We saw an excavator (yes, they are called excavators) tearing down the building with an artificial arm before lunch. We stayed at the site for 45 minutes hoping they would tear down the façade in front of us.

But I took my chances at Tony Packo's and tried the M.O.A.D. (pronounced Mo-Add), Give it a guess and I will give you the answers to what exactly is M.O.A.D. at the end of this entry.
Here's a clue, it was huge and hard to digest, but not all mothers are huge.
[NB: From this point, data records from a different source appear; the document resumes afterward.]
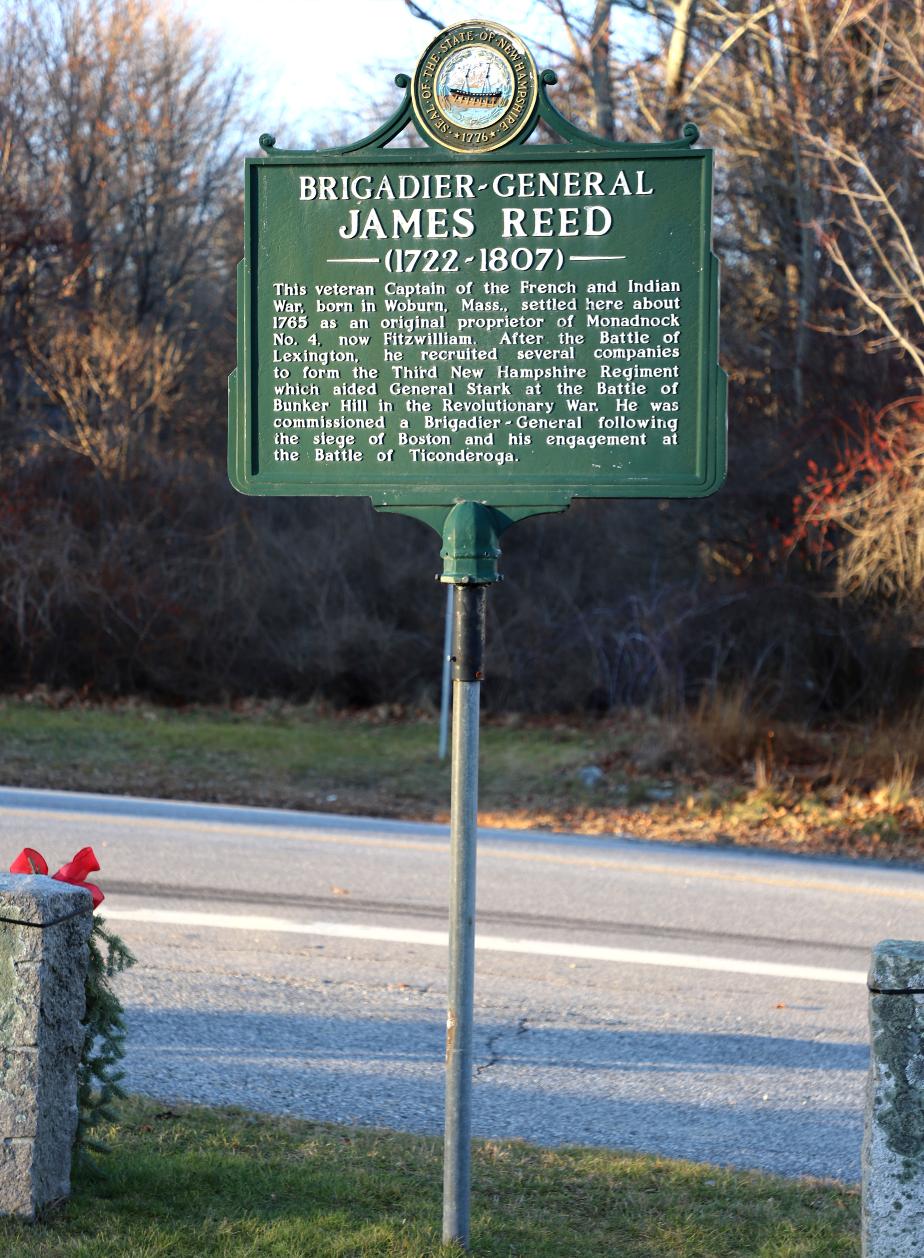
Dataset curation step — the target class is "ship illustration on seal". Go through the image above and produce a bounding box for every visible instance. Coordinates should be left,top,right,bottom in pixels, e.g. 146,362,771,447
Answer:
436,48,514,127
444,65,506,109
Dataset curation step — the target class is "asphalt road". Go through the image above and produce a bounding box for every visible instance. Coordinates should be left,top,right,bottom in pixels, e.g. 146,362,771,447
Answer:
0,790,924,1180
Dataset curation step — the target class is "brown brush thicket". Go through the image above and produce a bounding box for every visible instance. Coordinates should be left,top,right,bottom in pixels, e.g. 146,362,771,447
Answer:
0,0,924,715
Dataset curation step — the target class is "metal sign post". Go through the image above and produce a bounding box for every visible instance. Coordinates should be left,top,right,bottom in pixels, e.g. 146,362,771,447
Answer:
439,585,456,760
443,585,485,1247
228,20,726,1245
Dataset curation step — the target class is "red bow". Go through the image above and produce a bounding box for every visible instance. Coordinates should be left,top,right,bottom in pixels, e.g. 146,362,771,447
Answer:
10,848,106,908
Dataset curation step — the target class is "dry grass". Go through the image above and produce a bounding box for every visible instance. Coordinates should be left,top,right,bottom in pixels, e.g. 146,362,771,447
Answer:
0,694,924,860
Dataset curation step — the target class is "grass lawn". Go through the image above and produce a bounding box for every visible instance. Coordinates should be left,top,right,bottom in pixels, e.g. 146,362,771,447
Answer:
0,1098,860,1258
0,696,924,860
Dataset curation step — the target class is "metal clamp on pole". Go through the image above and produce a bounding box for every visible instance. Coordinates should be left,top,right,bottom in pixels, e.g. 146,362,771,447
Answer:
442,502,500,1249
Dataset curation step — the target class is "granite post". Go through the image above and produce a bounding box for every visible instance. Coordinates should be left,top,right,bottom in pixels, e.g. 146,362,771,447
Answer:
0,874,93,1219
862,940,924,1258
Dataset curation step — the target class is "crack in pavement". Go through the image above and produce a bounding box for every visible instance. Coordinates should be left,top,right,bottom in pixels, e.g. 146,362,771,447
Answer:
475,1016,529,1074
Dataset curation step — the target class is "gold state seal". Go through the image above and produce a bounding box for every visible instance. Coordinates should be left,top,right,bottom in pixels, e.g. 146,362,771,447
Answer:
412,19,538,153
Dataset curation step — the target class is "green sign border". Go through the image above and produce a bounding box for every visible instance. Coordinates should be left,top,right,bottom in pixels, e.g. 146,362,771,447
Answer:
228,70,728,532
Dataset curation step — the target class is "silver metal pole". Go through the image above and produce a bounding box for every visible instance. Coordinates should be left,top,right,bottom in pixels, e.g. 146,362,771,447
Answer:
443,585,485,1249
439,585,456,760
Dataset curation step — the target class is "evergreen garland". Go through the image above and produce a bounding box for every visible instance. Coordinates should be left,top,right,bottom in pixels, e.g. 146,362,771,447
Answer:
74,917,136,1165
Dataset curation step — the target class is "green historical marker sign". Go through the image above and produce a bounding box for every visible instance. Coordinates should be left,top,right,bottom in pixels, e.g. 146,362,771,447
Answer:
229,20,725,1245
229,21,725,540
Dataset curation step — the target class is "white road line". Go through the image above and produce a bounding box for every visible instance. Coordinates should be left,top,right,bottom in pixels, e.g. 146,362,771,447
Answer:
103,905,866,986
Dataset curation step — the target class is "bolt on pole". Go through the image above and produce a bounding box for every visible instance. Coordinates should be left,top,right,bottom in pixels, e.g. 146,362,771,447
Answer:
443,585,485,1249
439,585,456,760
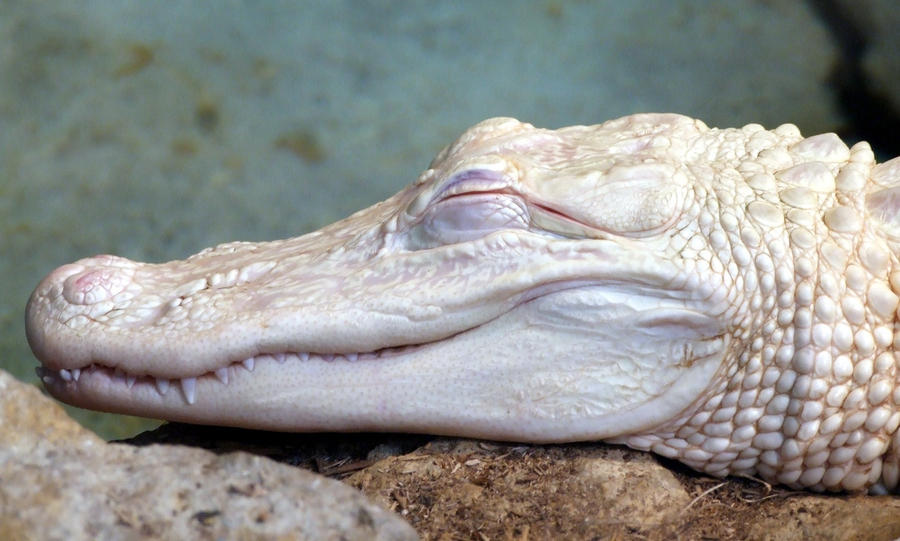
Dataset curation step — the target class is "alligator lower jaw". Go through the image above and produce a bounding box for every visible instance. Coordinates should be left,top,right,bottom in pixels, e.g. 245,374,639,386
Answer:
36,345,423,405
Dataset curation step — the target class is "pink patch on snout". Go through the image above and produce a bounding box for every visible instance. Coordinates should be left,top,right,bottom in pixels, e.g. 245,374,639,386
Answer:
63,256,133,305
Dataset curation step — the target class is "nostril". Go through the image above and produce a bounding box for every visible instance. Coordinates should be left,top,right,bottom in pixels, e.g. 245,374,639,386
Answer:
63,267,133,305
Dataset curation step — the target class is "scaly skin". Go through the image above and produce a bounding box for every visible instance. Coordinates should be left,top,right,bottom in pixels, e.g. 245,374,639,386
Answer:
26,115,900,491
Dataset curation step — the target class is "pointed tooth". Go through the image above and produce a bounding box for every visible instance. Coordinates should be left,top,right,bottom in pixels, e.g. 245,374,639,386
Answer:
180,378,197,404
34,366,56,385
155,378,169,396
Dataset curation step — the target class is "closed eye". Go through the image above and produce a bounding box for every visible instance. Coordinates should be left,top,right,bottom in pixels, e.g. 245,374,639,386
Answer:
408,192,530,249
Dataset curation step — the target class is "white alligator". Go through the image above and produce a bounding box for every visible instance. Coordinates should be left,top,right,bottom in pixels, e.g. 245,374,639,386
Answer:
26,114,900,492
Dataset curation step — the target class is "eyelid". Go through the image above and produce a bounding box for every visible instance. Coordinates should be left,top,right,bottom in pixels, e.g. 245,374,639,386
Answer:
406,161,516,217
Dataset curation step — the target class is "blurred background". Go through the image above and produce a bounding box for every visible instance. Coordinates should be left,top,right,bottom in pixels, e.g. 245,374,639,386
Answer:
0,0,900,438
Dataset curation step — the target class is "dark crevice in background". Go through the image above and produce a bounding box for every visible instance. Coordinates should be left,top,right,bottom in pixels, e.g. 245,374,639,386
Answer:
807,0,900,161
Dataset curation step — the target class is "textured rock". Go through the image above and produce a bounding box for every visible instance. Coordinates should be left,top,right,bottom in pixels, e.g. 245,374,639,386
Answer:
0,371,416,540
123,423,900,541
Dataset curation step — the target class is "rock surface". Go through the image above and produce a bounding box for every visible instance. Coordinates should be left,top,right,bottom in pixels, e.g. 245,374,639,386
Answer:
0,364,900,540
0,371,416,541
126,424,900,540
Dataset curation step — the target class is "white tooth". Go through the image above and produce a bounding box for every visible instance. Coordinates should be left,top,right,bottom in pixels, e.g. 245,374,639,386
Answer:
181,378,197,404
156,378,169,396
34,366,56,385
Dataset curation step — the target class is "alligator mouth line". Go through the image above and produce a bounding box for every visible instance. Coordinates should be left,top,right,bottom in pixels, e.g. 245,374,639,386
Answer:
35,344,427,405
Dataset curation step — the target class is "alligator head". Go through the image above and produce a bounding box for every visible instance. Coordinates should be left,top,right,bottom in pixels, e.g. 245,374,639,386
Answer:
27,115,743,441
26,114,900,490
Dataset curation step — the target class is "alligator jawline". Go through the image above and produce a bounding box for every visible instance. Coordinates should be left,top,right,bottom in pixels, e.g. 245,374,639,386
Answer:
37,343,428,405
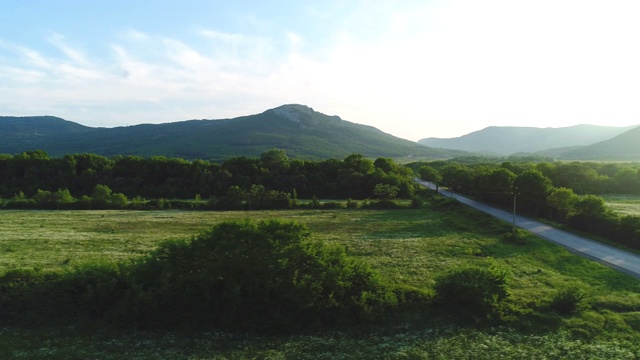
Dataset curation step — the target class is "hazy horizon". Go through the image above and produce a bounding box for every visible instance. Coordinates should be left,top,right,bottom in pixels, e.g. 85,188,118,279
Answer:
0,0,640,141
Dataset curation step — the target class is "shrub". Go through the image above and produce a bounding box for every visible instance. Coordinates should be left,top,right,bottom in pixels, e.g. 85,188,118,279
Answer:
125,220,397,330
550,286,587,315
435,265,509,318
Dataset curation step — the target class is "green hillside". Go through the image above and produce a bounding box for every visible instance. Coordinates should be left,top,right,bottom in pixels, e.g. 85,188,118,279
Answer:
0,105,461,160
418,125,633,155
561,127,640,160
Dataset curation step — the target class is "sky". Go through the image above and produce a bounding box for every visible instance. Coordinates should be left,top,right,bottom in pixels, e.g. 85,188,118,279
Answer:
0,0,640,141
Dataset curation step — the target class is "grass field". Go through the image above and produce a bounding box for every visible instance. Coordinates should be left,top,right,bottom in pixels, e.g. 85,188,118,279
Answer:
0,207,640,359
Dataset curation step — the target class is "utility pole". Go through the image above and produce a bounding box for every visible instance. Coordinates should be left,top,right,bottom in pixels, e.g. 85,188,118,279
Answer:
512,187,518,234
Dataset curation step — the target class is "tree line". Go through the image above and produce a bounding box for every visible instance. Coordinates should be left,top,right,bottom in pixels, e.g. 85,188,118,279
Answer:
0,149,415,209
408,161,640,248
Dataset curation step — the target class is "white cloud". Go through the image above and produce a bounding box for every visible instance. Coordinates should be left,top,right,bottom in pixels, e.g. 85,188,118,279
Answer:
0,0,640,140
47,33,89,65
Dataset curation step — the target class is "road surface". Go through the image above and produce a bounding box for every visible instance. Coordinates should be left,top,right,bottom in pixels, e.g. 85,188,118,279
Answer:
416,179,640,279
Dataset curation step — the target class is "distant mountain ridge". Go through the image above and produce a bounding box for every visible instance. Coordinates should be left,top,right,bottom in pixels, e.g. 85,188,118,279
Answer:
562,127,640,161
418,125,637,156
0,104,463,160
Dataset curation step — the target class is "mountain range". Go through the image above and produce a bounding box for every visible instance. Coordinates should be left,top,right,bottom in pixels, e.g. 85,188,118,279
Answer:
5,104,640,161
418,125,640,160
0,104,464,161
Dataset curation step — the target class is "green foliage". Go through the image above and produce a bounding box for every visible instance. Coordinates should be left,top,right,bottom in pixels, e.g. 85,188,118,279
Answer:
550,286,587,315
435,265,509,319
121,220,397,330
373,184,400,200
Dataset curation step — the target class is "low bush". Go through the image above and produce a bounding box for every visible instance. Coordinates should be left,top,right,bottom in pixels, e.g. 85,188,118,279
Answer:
434,265,509,319
550,286,587,315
After lunch, it was torn down so all I have is a before and after picture of the site. It is rare for Hong Kongers to see the process of a building being torn down like that, what happens is it will be surrounded by bamboo scaffoldings. Yes, bamboo scaffolding, and yes they are so sturdy that nothing happens when typhoon number 8 at the speed of 63-177km/h hits Hong Kong. Anyways, a green net is wrapped around the scaffoldings so you can't make out what's happening inside the construction. This also keeps the dust within the confines of the building.
Farewell, Theo's Taverna.


Then at 4pm, U.S. Brig Niagara passed through the Martin Luther King, Jr., Bridge. I won't give you a history lecture, but here are some interesting facts.
- It was sunk deliberately in 1820 so that she would be preserved.
- In 1913, it was raised for restoration
- Won the Battle of Lake Erie in 1812
- flew a flag that reads "Don't give up the ship"

2 comments:

mscheng said...

really awesome pics -- :) i like the lunch pic, the before and after, and especially the niagra brig .. one thing i don't get though -- why would sinking it help preserve it? does suspending wood in water preserve it?

Juanjaime said...

it is better than chopping it into little pieces and burn them in your fire places.